You are right that More was a “medieval” figure in being a very social being, with retainers, and extended family, etc. But, of course, that illustrates the dangers of “periodization” – large groupings like that would continue for centuries, only slowly changing into greater individualization (“from status to contract” and all that). Something similar pertains, I think, to More the Polemicist: debates would stay pretty robust for a long time before devolving into whatever we have now (talk radio??? inserting statements into the Congressional Record?? academic conferences??)
The second thing is that I find I am far more “bothered” by the white-washing of Cromwell than the attacks on More. How many people had to die during Cromwell’s decade as Chief Minister? (Also, how did the TV series treat that?) Thousands? And this compares how exactly to the six (6) heretics – the agreed upon number, I think – executed while More was Lord Chancellor? I think it is telling that in Britain not only Catholic historians like Eamon Duffy and J.J. Scarisbrick have raised their voices against Mantel’s portrait of Cromwell but so have historians like Simon Schama (who is Jewish) and David Starkey (a gay member of something called the British Secular Society). But, at time when too many people would rather have their buttons punched than actually earn an opinion on a subject, I suppose their voices come off as pretty faint.
Anyway, I am glad you stuck with it and gave us your reflections. I hope some other readers weigh in on this one, too.

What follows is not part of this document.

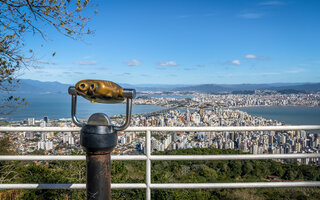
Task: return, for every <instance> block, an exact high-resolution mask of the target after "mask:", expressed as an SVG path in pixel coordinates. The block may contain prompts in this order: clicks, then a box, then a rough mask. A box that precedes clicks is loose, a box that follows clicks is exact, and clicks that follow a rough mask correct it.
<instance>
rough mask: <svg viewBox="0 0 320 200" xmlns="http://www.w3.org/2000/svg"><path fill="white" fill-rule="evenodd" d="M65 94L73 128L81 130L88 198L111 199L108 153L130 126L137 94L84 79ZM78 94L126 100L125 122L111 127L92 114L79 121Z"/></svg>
mask: <svg viewBox="0 0 320 200" xmlns="http://www.w3.org/2000/svg"><path fill="white" fill-rule="evenodd" d="M89 86H90V87H89ZM99 88H100V89H99ZM68 92H69V94H70V95H71V96H72V99H71V102H72V104H71V118H72V121H73V122H74V123H75V125H77V126H80V127H82V129H81V131H80V144H81V146H82V148H83V149H84V150H85V152H86V153H87V156H86V160H87V199H88V200H105V199H107V200H110V199H111V159H110V158H111V156H110V153H111V152H112V150H113V149H114V148H115V147H116V145H117V139H118V137H117V131H122V130H124V129H126V128H127V127H128V126H129V125H130V120H131V108H132V99H133V98H135V95H136V91H135V90H134V89H123V88H121V87H120V86H119V85H117V84H115V83H113V82H110V81H101V80H83V81H79V82H78V83H77V84H76V87H73V86H71V87H69V90H68ZM77 95H81V96H82V97H84V98H85V99H88V100H90V101H91V102H100V103H119V102H122V101H123V100H124V99H126V100H127V106H126V119H125V122H124V123H123V124H122V125H120V126H114V125H112V123H111V120H110V118H109V117H108V116H107V115H106V114H103V113H95V114H93V115H91V116H90V118H89V119H88V123H87V124H86V123H82V122H80V120H78V118H77V117H76V107H77Z"/></svg>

June 29th, 2015 at 4:08 pm
I have about the house four biographies of More: Roper’s, in Yale’s Two Early Tudor Lives (with the life of Wolsey by George Cavendish); R.W. Chambers’s Thomas More; The Story of Thomas More by John Farrow; and Thomas More by Anthony Kenny in the Oxford Brief Lives series. (The purchases do not reflect an obsession, but amount to about one every dozen years–the Farrow was inherited.)

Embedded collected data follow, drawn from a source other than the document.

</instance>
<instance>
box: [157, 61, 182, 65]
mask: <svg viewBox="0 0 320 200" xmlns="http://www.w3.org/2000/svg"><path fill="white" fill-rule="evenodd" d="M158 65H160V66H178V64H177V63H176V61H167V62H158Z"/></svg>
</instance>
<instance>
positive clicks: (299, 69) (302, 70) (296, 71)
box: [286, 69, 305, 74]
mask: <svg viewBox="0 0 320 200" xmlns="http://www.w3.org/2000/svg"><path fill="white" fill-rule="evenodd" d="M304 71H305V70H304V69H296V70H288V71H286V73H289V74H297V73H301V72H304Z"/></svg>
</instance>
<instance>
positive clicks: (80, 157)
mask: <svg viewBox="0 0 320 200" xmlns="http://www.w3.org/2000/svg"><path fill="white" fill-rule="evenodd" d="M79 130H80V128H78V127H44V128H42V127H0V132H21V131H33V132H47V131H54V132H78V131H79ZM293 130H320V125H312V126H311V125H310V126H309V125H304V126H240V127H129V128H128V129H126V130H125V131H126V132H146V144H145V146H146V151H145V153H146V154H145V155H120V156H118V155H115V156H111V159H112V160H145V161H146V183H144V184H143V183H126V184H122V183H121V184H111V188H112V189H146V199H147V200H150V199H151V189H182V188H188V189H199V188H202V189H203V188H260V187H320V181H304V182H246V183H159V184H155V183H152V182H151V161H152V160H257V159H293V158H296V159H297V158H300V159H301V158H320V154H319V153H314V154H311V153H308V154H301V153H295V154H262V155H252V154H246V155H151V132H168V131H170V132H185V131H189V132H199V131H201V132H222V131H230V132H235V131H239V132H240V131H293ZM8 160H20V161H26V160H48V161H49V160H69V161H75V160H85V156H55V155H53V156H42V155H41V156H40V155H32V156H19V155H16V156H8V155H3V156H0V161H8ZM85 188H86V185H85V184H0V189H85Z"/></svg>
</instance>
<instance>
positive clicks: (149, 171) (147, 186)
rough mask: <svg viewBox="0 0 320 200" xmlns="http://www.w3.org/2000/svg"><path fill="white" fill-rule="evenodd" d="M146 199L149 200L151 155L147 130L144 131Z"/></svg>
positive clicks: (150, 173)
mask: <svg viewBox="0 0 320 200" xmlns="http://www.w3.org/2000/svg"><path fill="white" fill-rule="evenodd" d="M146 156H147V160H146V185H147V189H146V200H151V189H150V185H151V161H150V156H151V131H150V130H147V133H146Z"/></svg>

Kenny gives several pages late in the book to the failings of Bolt’s depiction of More, the essential failing being in his view that More did not understand the conscience in the isolated sense that Bolt sees it, but as formed and guided by the consensus of Christendom. A point that I find odd about the movie is its depiction of William Roper as a hothead. He survived into Elizabeth’s reign, and I believe held office steadily. It is true that persons less prominent than More and Fisher were allowed to take the oath with the clause “so far as the law of God allows”; yet he can hardly have gone out of his way to seek trouble.
Chambers is long and circumstantial, perhaps to some extent superseded. Kenny is concise, a couple of evenings’ reading.
Jacques Barzun has written somewhere that invective of the sort quoted is not medieval so much as Renaissance. Medieval theologians tended to make their arguments technical and dry. Luther could give at least as well as he got.
July 25th, 2015 at 5:46 pm
I came here from the link you left on the Guardian article.
I think both you and that writer need to calm down and understand what fiction is.
Hilary Mantel wasn’t attacking More, she was simply creating a possible innerworld for a man who did some terrible things and had to live with himself.